O juiz Dassler Lettiére descartou as duas possibilidades de violação ao
artigo 5º, porque a lei complementar não fala em interceptações, apenas em dados
bancários sigilosos. Quanto à violação ao inciso X, disse: “Não vislumbro a
inconstitucionalidade da Lei Complementar 105 por violação aos direitos da
privacidade previstos no artigo 5º, inciso X da Constituição Federal, vez que
mantida pelo legislador a sigilosidade dos dados obtidos e, portanto, respeitada
a manutenção da privacidade do indivíduo”.
Em outras palavras, ele entendeu que a lei obriga tanto o banco quanto a
Receita a manter o sigilo dessas informações dos cidadãos. Ou seja: “Basta não
interceptar comunicações (inciso XII) e manter o sigilo das informações obtidas,
para não violar os direitos inerentes à dignidade da pessoa (inciso X). Isso a
Lei Complementar 105 faz”, anotou o juiz.

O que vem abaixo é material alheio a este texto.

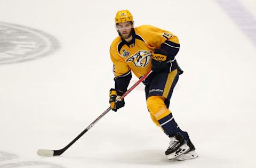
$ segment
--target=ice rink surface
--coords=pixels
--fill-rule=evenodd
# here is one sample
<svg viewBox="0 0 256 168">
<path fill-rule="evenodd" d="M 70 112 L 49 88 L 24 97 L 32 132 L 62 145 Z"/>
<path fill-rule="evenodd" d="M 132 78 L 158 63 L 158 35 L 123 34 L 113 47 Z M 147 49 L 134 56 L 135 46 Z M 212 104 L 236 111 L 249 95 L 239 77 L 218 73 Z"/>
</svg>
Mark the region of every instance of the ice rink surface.
<svg viewBox="0 0 256 168">
<path fill-rule="evenodd" d="M 166 158 L 143 85 L 61 156 L 38 156 L 108 107 L 114 18 L 126 9 L 135 26 L 179 38 L 185 73 L 170 109 L 199 157 Z M 255 167 L 254 0 L 0 0 L 0 167 Z"/>
</svg>

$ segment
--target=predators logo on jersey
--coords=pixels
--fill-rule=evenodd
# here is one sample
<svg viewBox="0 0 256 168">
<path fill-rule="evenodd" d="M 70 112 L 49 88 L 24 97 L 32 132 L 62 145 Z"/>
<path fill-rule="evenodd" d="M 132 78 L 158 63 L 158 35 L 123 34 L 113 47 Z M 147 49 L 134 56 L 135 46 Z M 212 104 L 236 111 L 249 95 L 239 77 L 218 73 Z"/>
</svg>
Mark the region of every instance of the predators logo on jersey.
<svg viewBox="0 0 256 168">
<path fill-rule="evenodd" d="M 151 56 L 151 51 L 140 51 L 127 59 L 126 62 L 131 61 L 135 66 L 144 68 L 148 64 Z"/>
</svg>

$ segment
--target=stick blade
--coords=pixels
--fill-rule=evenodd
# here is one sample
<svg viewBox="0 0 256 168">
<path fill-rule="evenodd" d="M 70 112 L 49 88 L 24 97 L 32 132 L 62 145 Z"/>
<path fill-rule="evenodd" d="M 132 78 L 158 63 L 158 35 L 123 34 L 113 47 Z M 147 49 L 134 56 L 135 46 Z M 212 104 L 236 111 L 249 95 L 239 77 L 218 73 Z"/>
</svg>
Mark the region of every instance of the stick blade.
<svg viewBox="0 0 256 168">
<path fill-rule="evenodd" d="M 37 150 L 37 155 L 44 157 L 51 157 L 53 156 L 54 152 L 52 150 L 47 150 L 39 149 Z"/>
</svg>

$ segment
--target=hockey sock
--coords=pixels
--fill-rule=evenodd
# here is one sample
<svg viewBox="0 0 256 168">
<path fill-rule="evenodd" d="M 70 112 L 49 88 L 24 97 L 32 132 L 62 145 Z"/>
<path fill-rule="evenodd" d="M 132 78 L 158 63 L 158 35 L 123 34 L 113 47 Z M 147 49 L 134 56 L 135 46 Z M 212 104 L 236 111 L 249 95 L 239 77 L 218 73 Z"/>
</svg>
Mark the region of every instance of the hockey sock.
<svg viewBox="0 0 256 168">
<path fill-rule="evenodd" d="M 177 132 L 179 132 L 179 129 L 177 128 L 178 124 L 175 122 L 172 113 L 158 120 L 158 122 L 164 132 L 170 137 L 174 136 Z"/>
</svg>

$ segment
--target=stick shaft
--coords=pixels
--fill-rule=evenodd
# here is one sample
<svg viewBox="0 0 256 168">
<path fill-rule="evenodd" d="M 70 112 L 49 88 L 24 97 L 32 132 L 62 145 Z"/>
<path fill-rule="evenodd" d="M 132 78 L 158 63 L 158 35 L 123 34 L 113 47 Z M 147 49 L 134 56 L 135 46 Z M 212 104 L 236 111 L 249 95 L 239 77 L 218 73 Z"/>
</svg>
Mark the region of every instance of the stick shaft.
<svg viewBox="0 0 256 168">
<path fill-rule="evenodd" d="M 148 77 L 148 75 L 152 72 L 152 70 L 148 72 L 145 75 L 140 79 L 136 83 L 135 83 L 128 90 L 127 90 L 120 98 L 121 99 L 124 98 L 132 90 L 133 90 L 139 83 Z M 78 139 L 79 139 L 89 129 L 90 129 L 95 123 L 96 123 L 100 119 L 101 119 L 104 115 L 105 115 L 110 110 L 111 107 L 109 107 L 102 114 L 101 114 L 96 120 L 95 120 L 91 124 L 90 124 L 85 129 L 84 129 L 80 134 L 77 136 L 72 141 L 68 144 L 66 146 L 60 150 L 53 150 L 53 156 L 59 156 L 61 155 L 64 152 L 68 149 L 74 143 L 75 143 Z"/>
</svg>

Ao negar o pedido, o juiz federal afirmou que o contribuinte não pode se
negar a fornecer as informações de movimentação bancária ao fisco, se há a
obrigação legal de as instituições manterem o sigilo desses dados. “Não há
direito líquido e certo do cidadão em obter proteção do Poder Judiciário para
escondê-la.”
Com a divergência
Com a negativa da transferência das informações entre bancos e Receita, o juiz federal contrariou o que já decidiu o Supremo Tribunal Federal. No julgamento de um Recurso Extraordinário em 2010, o STF definiu, por cinco votos a quatro, que o sigilo de informações bancárias só pode ser violado mediante ordem judicial, e apenas para fins de investigação criminal ou instrução processual criminal. Nunca por meio de ato administrativo da Receita Federal.

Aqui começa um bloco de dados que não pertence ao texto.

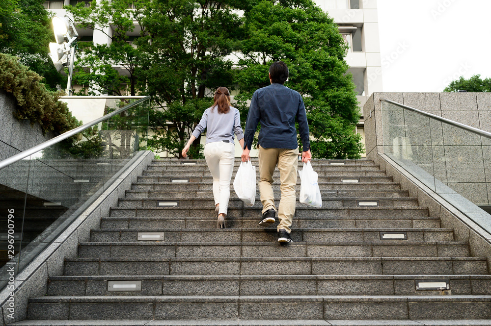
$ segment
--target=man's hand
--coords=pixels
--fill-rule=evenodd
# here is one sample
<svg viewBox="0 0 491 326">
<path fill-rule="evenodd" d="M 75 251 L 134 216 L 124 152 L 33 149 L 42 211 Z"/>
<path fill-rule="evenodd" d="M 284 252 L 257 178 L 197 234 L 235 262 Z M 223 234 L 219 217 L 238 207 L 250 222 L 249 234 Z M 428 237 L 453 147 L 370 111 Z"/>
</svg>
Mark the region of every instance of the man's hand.
<svg viewBox="0 0 491 326">
<path fill-rule="evenodd" d="M 183 149 L 181 154 L 182 154 L 183 157 L 186 157 L 188 156 L 187 154 L 188 154 L 188 151 L 189 150 L 189 146 L 186 145 L 186 147 Z"/>
<path fill-rule="evenodd" d="M 302 152 L 302 162 L 306 163 L 309 162 L 311 159 L 312 159 L 312 154 L 310 153 L 310 150 Z"/>
<path fill-rule="evenodd" d="M 243 162 L 247 162 L 250 159 L 250 155 L 249 155 L 250 152 L 250 150 L 249 150 L 249 149 L 246 147 L 246 149 L 242 152 L 242 156 L 241 156 Z"/>
</svg>

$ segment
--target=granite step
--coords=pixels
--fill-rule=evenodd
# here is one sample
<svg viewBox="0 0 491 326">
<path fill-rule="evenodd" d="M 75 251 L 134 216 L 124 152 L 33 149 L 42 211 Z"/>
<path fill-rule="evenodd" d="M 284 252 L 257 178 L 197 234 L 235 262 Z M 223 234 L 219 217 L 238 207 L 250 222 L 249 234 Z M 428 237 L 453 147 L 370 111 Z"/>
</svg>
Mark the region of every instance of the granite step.
<svg viewBox="0 0 491 326">
<path fill-rule="evenodd" d="M 277 202 L 279 202 L 280 198 L 280 196 L 278 196 L 274 198 L 274 201 Z M 213 196 L 207 198 L 170 200 L 164 202 L 162 202 L 162 199 L 158 197 L 144 199 L 120 198 L 118 201 L 118 206 L 123 207 L 160 207 L 163 204 L 170 205 L 172 204 L 173 203 L 179 207 L 206 207 L 215 205 L 215 200 Z M 322 206 L 324 207 L 360 207 L 364 205 L 376 207 L 416 207 L 418 205 L 418 199 L 415 198 L 387 198 L 384 197 L 359 197 L 357 198 L 324 197 L 322 200 Z M 298 200 L 297 200 L 297 206 L 298 207 L 309 207 L 307 205 L 300 202 Z M 229 201 L 228 207 L 248 207 L 249 206 L 245 205 L 244 201 L 239 199 L 232 198 Z M 254 203 L 253 207 L 262 208 L 263 205 L 260 201 L 257 201 Z"/>
<path fill-rule="evenodd" d="M 144 234 L 143 233 L 150 233 Z M 138 236 L 140 237 L 139 239 Z M 294 241 L 380 241 L 392 242 L 454 241 L 451 228 L 370 229 L 296 228 L 290 234 Z M 145 236 L 147 237 L 144 237 Z M 109 228 L 90 230 L 91 242 L 274 241 L 275 229 Z M 389 240 L 387 240 L 389 239 Z"/>
<path fill-rule="evenodd" d="M 190 175 L 188 173 L 183 173 L 182 171 L 180 172 L 176 172 L 176 174 L 179 174 L 181 176 L 142 176 L 138 177 L 137 183 L 161 183 L 161 182 L 168 182 L 171 183 L 172 180 L 176 179 L 176 178 L 186 178 L 189 179 L 189 182 L 190 183 L 202 183 L 202 182 L 213 182 L 213 178 L 212 176 L 193 176 Z M 381 176 L 365 176 L 363 175 L 360 173 L 353 174 L 350 173 L 347 174 L 345 176 L 340 175 L 339 174 L 336 174 L 334 176 L 319 176 L 318 177 L 318 180 L 319 183 L 327 183 L 327 182 L 342 182 L 343 180 L 348 179 L 352 180 L 354 179 L 356 179 L 358 180 L 358 182 L 365 182 L 365 183 L 383 183 L 383 182 L 392 182 L 392 177 L 384 175 L 385 174 L 382 174 Z M 257 178 L 258 179 L 258 178 Z M 233 184 L 234 178 L 232 177 L 230 179 L 230 184 Z M 298 177 L 297 179 L 297 184 L 300 184 L 301 180 L 300 177 Z M 274 179 L 273 181 L 273 184 L 280 184 L 279 177 L 277 177 Z"/>
<path fill-rule="evenodd" d="M 327 320 L 309 319 L 267 320 L 235 319 L 217 320 L 189 319 L 174 320 L 118 320 L 117 325 L 121 326 L 490 326 L 491 320 L 456 319 L 456 320 Z M 25 320 L 11 324 L 16 326 L 54 326 L 62 324 L 53 324 L 50 320 Z M 64 320 L 64 326 L 114 326 L 113 320 Z"/>
<path fill-rule="evenodd" d="M 186 172 L 193 176 L 209 176 L 211 175 L 210 170 L 207 166 L 203 167 L 201 170 L 188 170 L 186 167 L 176 167 L 174 169 L 169 168 L 163 170 L 162 167 L 149 165 L 147 169 L 143 171 L 143 176 L 175 176 L 176 173 Z M 301 171 L 303 167 L 299 167 L 298 171 Z M 239 170 L 238 167 L 234 168 L 234 172 L 237 172 Z M 373 166 L 351 166 L 344 167 L 342 166 L 317 166 L 315 167 L 314 171 L 317 173 L 319 176 L 328 176 L 329 174 L 336 175 L 336 173 L 351 173 L 356 174 L 358 173 L 377 173 L 378 174 L 383 174 L 385 175 L 385 172 L 381 170 L 378 166 L 374 165 Z M 259 170 L 256 169 L 256 176 L 258 176 Z M 277 168 L 274 170 L 273 176 L 279 176 L 279 170 Z"/>
<path fill-rule="evenodd" d="M 185 176 L 176 176 L 176 178 L 186 178 Z M 300 178 L 299 178 L 300 180 Z M 326 190 L 363 190 L 371 189 L 397 190 L 401 189 L 401 185 L 396 182 L 362 182 L 357 178 L 347 177 L 348 180 L 356 180 L 357 182 L 319 182 L 319 188 L 321 191 Z M 231 191 L 233 191 L 233 181 L 231 181 Z M 132 185 L 132 189 L 143 190 L 173 190 L 174 191 L 191 190 L 213 190 L 213 183 L 209 182 L 139 182 Z M 280 191 L 279 183 L 274 183 L 273 185 L 273 191 Z M 300 191 L 300 183 L 295 185 L 295 190 Z M 259 191 L 256 189 L 256 192 Z"/>
<path fill-rule="evenodd" d="M 254 165 L 257 165 L 259 159 L 257 157 L 251 157 L 251 162 Z M 239 166 L 241 164 L 241 159 L 240 157 L 236 157 L 234 160 L 235 165 Z M 344 164 L 343 164 L 344 163 Z M 198 165 L 206 166 L 206 160 L 204 159 L 198 160 L 169 160 L 169 159 L 159 159 L 153 160 L 151 163 L 152 165 L 161 165 L 166 166 L 167 165 L 184 165 L 185 166 L 190 166 L 190 165 Z M 310 161 L 310 164 L 312 166 L 316 165 L 337 165 L 342 164 L 342 166 L 345 165 L 372 165 L 375 164 L 373 160 L 359 159 L 359 160 L 332 160 L 324 159 L 315 159 Z M 298 164 L 301 166 L 303 162 L 299 160 Z M 192 165 L 191 165 L 192 166 Z"/>
<path fill-rule="evenodd" d="M 227 218 L 254 217 L 261 216 L 262 207 L 229 207 Z M 215 205 L 208 207 L 111 207 L 109 217 L 216 217 Z M 411 206 L 297 207 L 294 217 L 303 216 L 428 216 L 427 207 Z"/>
<path fill-rule="evenodd" d="M 260 216 L 234 217 L 225 219 L 225 226 L 229 228 L 254 228 L 258 227 Z M 276 229 L 278 222 L 269 228 Z M 301 216 L 293 219 L 292 228 L 432 228 L 440 227 L 440 219 L 428 216 Z M 109 217 L 101 219 L 103 228 L 216 228 L 215 217 Z"/>
<path fill-rule="evenodd" d="M 485 257 L 66 258 L 66 276 L 486 275 Z"/>
<path fill-rule="evenodd" d="M 298 197 L 300 192 L 297 192 Z M 274 197 L 279 198 L 281 192 L 274 192 Z M 367 198 L 370 197 L 382 198 L 407 198 L 409 197 L 407 190 L 326 190 L 321 192 L 323 198 L 356 198 L 358 197 Z M 176 191 L 175 190 L 127 190 L 125 198 L 160 198 L 161 199 L 179 200 L 185 198 L 211 198 L 213 197 L 212 190 L 208 191 Z M 238 198 L 237 194 L 232 190 L 230 191 L 230 198 Z M 256 192 L 256 200 L 259 201 L 260 194 Z"/>
<path fill-rule="evenodd" d="M 81 242 L 81 257 L 467 257 L 465 242 Z"/>
<path fill-rule="evenodd" d="M 73 296 L 29 300 L 29 319 L 491 318 L 490 296 Z"/>
<path fill-rule="evenodd" d="M 108 282 L 114 281 L 139 281 L 140 287 L 132 291 L 109 291 Z M 436 281 L 441 283 L 439 285 L 448 284 L 448 287 L 428 289 L 419 286 L 420 282 Z M 58 276 L 50 277 L 47 292 L 48 296 L 490 294 L 491 276 L 452 275 Z"/>
</svg>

O autor do voto vencedor foi o relator, o ministro Marco Aurélio. Ele afirmou
que o repasse dos dados pelo banco à Receita, sem ordem judicial, viola o inciso
XII do artigo 5º da Constituição. O mesmo dispositivo que o juiz Dassler
Lettiére afirmou não ser afrontado pela Lei Complementar 105, autorizando o
repasse das informações ao fisco.
Em seu voto, o ministro Marco Aurélio afirmou que “a inviabilidade de se
estender essa exceção resguarda o cidadão de atos extravagantes do Poder
Público, atos que possam violar a dignidade do cidadão”. Foi acompanhado pelos
ministros Celso de Mello, Gilmar Mendes, Cezar Peluso e Ricardo Lewandowski.
No entanto, houve quatro votos na discussão do Supremo que entenderam o mesmo
que o juiz federal Dassler Lettiére. A divergência foi aberta pelo ministro Dias
Toffoli. E o que ele disse foi justamete que não há violação se a transferência
de informações foi feita entre entidades que estão obrigadas a manter
sigilo.
Toffoli citou o parágrafo 1 do artigo 145 da Constituição, que diz que,
“sempre que possível, os impostos terão caráter pessoal e serão graduados
segundo a capacidade econômica do contribuinte, facultado à administração
tributária, especialmente para conferir efetividade a esses objetivos,
identificar, respeitados os direitos individuais e nos termos da lei, o
patrimônio, os rendimentos e as atividades econômicas do contribuinte”.
E concluiu, a partir dele, que o contribuinte tem a obrigação legal de fazer
a declaração de seus bens ao fisco. Foi acompanhado pelos ministros Ayres
Britto, Cármen Lúcia e Ellen Gracie.